Ein ehemaliges Verwaltungsgebäude im Frankfurter Gallusviertel zu neuem Leben erweckt: Zehn Künstler beschäftigen sich kritisch bis spielerisch mit dem Lebensraum Büro.

Wirklich irrwitzig, diese runden, drehbaren Archivregale, der blaue Teppichboden. Die blassgelbe Wandfarbe korrespondiert mit einem ebenso blassgelben Aktenschrank. Die Büroräume in der Mainzer Landstraße, die früher einmal die Verwaltung eines Großhandels für Baustoffe und Fliesen beherbergten, wirken wie aus der Zeit gefallen. Als hätten die Angestellten die Büros vor Jahrzehnten (tatsächlich sind es etwa zwölf Jahre) blitzartig verlassen. Als hätte sich in den Räumen während all der Jahre des Leerstands nicht etwa Staub abgelagert, sondern Kunst eingenistet.

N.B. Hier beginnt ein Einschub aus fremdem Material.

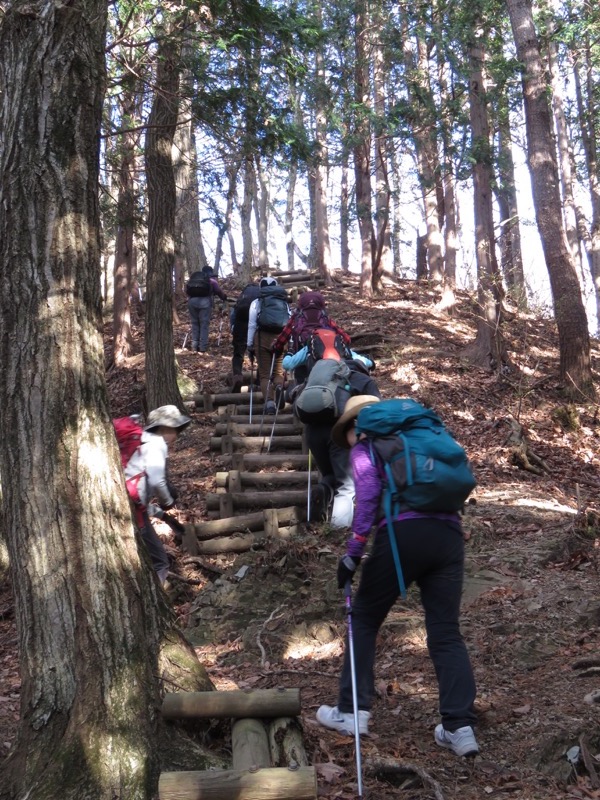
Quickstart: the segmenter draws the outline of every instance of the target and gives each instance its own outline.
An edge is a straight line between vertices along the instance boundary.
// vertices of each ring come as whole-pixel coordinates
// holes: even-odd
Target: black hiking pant
[[[394,524],[406,587],[416,583],[425,610],[427,649],[439,688],[442,724],[447,731],[473,726],[475,679],[460,632],[464,540],[457,525],[433,519]],[[377,632],[400,594],[387,526],[377,530],[373,550],[362,566],[352,603],[352,633],[358,708],[370,710],[374,697]],[[402,674],[402,663],[397,665]],[[340,678],[338,708],[352,713],[348,641]]]
[[[231,332],[233,339],[233,357],[231,359],[231,371],[234,375],[241,375],[244,366],[244,355],[246,354],[246,341],[248,336],[248,320],[233,325]]]
[[[333,425],[305,425],[306,444],[317,462],[321,483],[329,489],[333,507],[331,525],[349,528],[354,516],[354,478],[350,450],[331,441]]]

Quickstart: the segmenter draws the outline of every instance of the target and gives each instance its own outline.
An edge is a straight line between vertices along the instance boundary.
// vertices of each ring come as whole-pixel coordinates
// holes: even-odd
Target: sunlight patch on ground
[[[283,654],[283,660],[295,661],[302,658],[310,658],[314,661],[321,661],[325,658],[332,656],[339,656],[343,652],[343,644],[341,639],[335,639],[333,642],[326,644],[319,644],[308,640],[296,640],[290,642]]]
[[[534,500],[532,497],[522,497],[519,500],[515,500],[510,505],[540,508],[542,511],[560,511],[563,514],[577,514],[576,508],[564,506],[562,503],[557,502],[552,497],[548,498],[548,500]]]
[[[523,497],[522,486],[506,486],[500,489],[481,490],[480,501],[500,502],[505,506],[518,506],[520,508],[539,508],[541,511],[553,511],[561,514],[577,514],[577,509],[559,503],[553,497]]]
[[[452,410],[452,416],[458,417],[459,419],[466,419],[467,422],[474,422],[475,417],[470,411],[460,411],[459,409]]]
[[[415,369],[415,365],[409,362],[408,364],[401,364],[394,372],[392,372],[392,380],[402,381],[402,383],[409,383],[413,390],[419,389],[419,376]]]

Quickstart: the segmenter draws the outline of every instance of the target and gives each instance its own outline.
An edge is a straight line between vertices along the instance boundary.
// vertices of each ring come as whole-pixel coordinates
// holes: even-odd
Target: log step
[[[196,408],[212,411],[215,406],[240,405],[250,402],[250,392],[248,386],[242,386],[241,392],[223,392],[219,394],[196,394],[192,397]],[[253,392],[252,400],[254,403],[262,403],[262,392]]]
[[[219,461],[224,467],[240,470],[259,470],[277,467],[278,469],[308,469],[308,453],[229,453]],[[313,462],[314,463],[314,462]]]
[[[232,475],[232,473],[235,474]],[[306,470],[288,472],[239,472],[238,470],[232,470],[231,472],[217,472],[216,475],[217,486],[221,489],[233,489],[232,484],[236,484],[238,480],[242,488],[255,486],[269,490],[275,486],[289,486],[290,484],[295,485],[298,483],[306,486],[308,485],[308,479],[309,473]],[[316,484],[319,480],[319,473],[313,471],[312,475],[310,475],[310,480],[313,485]]]
[[[306,505],[307,489],[280,489],[273,492],[229,492],[226,495],[209,492],[205,495],[206,508],[215,510],[221,507],[221,498],[226,497],[233,509],[238,508],[278,508],[283,505]]]
[[[210,449],[221,450],[222,453],[233,453],[239,450],[251,452],[267,451],[269,447],[270,429],[263,436],[211,436]],[[296,436],[273,436],[271,450],[302,450],[303,438]]]
[[[306,493],[305,493],[306,494]],[[219,495],[216,495],[217,497]],[[210,522],[200,522],[190,525],[193,533],[199,540],[213,539],[216,536],[224,536],[230,533],[246,531],[262,531],[272,527],[273,515],[276,518],[277,527],[282,525],[294,526],[298,522],[306,519],[306,501],[303,506],[297,508],[267,509],[265,511],[255,511],[253,514],[242,514],[237,517],[211,520]]]
[[[159,800],[316,800],[314,767],[163,772]]]
[[[269,509],[275,511],[275,509]],[[215,521],[218,521],[219,512],[211,511],[207,516],[215,515]],[[289,525],[288,527],[275,528],[271,530],[258,530],[251,533],[232,533],[228,536],[217,536],[214,539],[207,539],[203,542],[196,540],[193,550],[190,550],[190,555],[210,556],[217,555],[218,553],[247,553],[253,547],[258,545],[264,539],[281,539],[283,541],[292,539],[297,536],[299,529],[297,525]]]
[[[280,422],[279,416],[275,423],[273,423],[273,419],[274,417],[265,417],[262,425],[260,422],[253,422],[250,425],[247,421],[246,423],[218,422],[215,425],[215,434],[217,436],[261,436],[266,433],[267,436],[271,436],[271,433],[273,433],[274,436],[295,436],[298,433],[302,433],[301,422],[290,425]],[[273,427],[273,424],[275,427]]]
[[[226,409],[226,408],[228,408],[228,406],[219,406],[219,411],[221,411],[223,409]],[[238,413],[238,411],[236,411],[233,414],[215,414],[214,421],[215,421],[215,425],[224,424],[226,421],[227,422],[232,422],[233,424],[242,423],[242,424],[248,425],[248,424],[250,424],[248,422],[249,415],[250,415],[250,406],[248,406],[248,413],[247,414],[242,413],[241,409],[239,409],[239,413]],[[260,416],[258,416],[258,412],[255,414],[255,409],[253,408],[252,409],[252,425],[256,424],[256,420],[257,419],[258,419],[258,424],[260,425],[260,417],[261,416],[262,416],[262,410],[260,412]],[[265,424],[266,424],[266,421],[268,419],[269,419],[269,417],[265,416]],[[272,419],[272,417],[271,417],[271,419]],[[271,423],[271,424],[273,424],[273,423]],[[281,425],[295,425],[296,426],[296,430],[301,430],[302,429],[302,423],[300,422],[298,417],[294,416],[294,414],[285,413],[284,411],[280,411],[279,414],[277,414],[277,424],[278,425],[280,425],[280,424]]]
[[[219,692],[169,692],[162,703],[165,719],[242,719],[296,717],[300,689],[232,689]]]

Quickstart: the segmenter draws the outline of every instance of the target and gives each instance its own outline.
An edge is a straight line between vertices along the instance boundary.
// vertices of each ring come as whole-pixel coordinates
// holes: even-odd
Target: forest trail
[[[433,293],[408,281],[389,287],[385,300],[361,301],[356,287],[324,293],[332,316],[353,336],[384,339],[375,373],[384,396],[410,394],[434,407],[465,446],[479,482],[464,517],[471,539],[462,619],[478,685],[481,755],[466,762],[434,744],[436,682],[411,590],[379,640],[372,736],[362,743],[367,796],[600,797],[597,706],[586,702],[600,689],[597,409],[578,406],[578,427],[566,429],[573,415],[554,377],[553,323],[518,316],[507,336],[519,371],[497,377],[461,359],[475,331],[466,294],[449,317],[436,311]],[[230,341],[223,336],[219,348],[216,341],[215,328],[209,353],[177,351],[202,392],[226,387]],[[597,342],[592,353],[597,373]],[[111,375],[115,416],[138,409],[142,373],[140,354]],[[180,521],[202,523],[207,494],[222,488],[223,461],[210,446],[214,414],[193,416],[175,446],[172,477]],[[540,474],[518,466],[518,434],[543,465]],[[170,541],[166,526],[159,532]],[[237,554],[169,547],[181,578],[172,581],[173,602],[216,687],[301,689],[305,746],[319,797],[328,800],[356,797],[353,741],[314,719],[337,693],[345,616],[335,566],[342,549],[339,532],[301,523],[290,537],[259,536]],[[9,604],[5,594],[2,608]],[[18,702],[10,612],[0,620],[0,641],[10,684],[0,703],[1,741],[9,743]],[[573,747],[576,765],[566,757]],[[390,762],[398,767],[393,773]]]

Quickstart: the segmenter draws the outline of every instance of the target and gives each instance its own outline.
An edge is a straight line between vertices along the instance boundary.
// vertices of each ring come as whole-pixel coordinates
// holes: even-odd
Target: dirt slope
[[[362,742],[367,795],[600,797],[598,706],[586,702],[587,695],[600,693],[597,408],[565,407],[553,324],[523,316],[512,321],[507,337],[515,369],[490,376],[461,358],[474,338],[467,295],[448,316],[436,311],[433,295],[411,282],[391,287],[385,301],[362,302],[355,287],[325,294],[334,318],[353,335],[383,335],[376,372],[383,394],[410,394],[433,406],[466,447],[479,481],[465,515],[471,540],[463,630],[478,684],[481,756],[467,763],[433,742],[436,684],[418,597],[410,592],[381,632],[372,736]],[[210,391],[224,388],[231,354],[227,332],[217,347],[213,325],[209,353],[177,351],[186,374]],[[182,307],[177,342],[186,330]],[[142,331],[140,323],[140,355],[129,369],[109,375],[115,416],[139,410]],[[194,419],[172,456],[184,522],[203,518],[203,494],[214,490],[219,467],[208,450],[214,421],[202,414]],[[518,433],[526,437],[537,473],[523,468],[522,451],[515,450]],[[170,542],[166,527],[159,532]],[[172,581],[172,600],[215,684],[300,687],[308,756],[319,769],[320,796],[331,799],[357,796],[353,741],[314,722],[316,708],[336,698],[345,619],[334,578],[343,539],[319,526],[291,545],[264,542],[238,556],[201,559],[171,545],[179,575]],[[236,577],[242,566],[248,569]],[[5,750],[18,703],[13,617],[5,591]],[[227,745],[215,737],[215,748]],[[575,746],[580,760],[573,766],[565,753]],[[375,769],[381,761],[406,769],[384,774]]]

Max Eulitz, Hey it's me, 2016, Foto Robert Schittko

Der Eindruck entsteht nicht zufällig. Zehn internationale zeitgenössische Künstler wurden vom Frankfurter Kuratorinnen-Team „Le Collective“ eingeladen, zwei Etagen des Bürobaus zu bespielen. Der Arbeitsplatz sollte dabei explizit Thema sein, was dazu führte, dass mehrere ortsbezogene Installationen entstanden. Die Künstler haben mit dem vorgefundenen Mobiliar und den Räumlichkeiten gearbeitet. So hat Robert Schittko im eingangs erwähnten Archivraum mehrere Schreibtische gruppiert, zahlreiche persönlich wirkende Gegenstände, Pflanzen sowie frühere künstlerische Arbeiten platziert.

Artefakt in der Schublade

„Ich habe mit der Lebensfeindlichkeit im Büro gearbeitet“, sagt Schittko, dessen Werk zwischen Fotografie und Installation changiert. Die von ihm geschaffene Umgebung lädt zum Entdecken ein, so hat er beispielsweise in den offenen Schreibtischschubladen mehrere mit Epoxidharz übergossene Fotografien untergebracht. Wenn das Gebäude, wie derzeit geplant, zukünftig Büros für Kreative beherbergen sollte, werden die zukünftigen Raumnutzer vielleicht irgendwann irgendwo auf Schittkos Arbeiten als Artefakte stoßen. Der Archivraum spielt ebenfalls in Nadia Perlovs Videoarbeit „Lost Pardess – Maybe Paradise“ eine wichtige Rolle.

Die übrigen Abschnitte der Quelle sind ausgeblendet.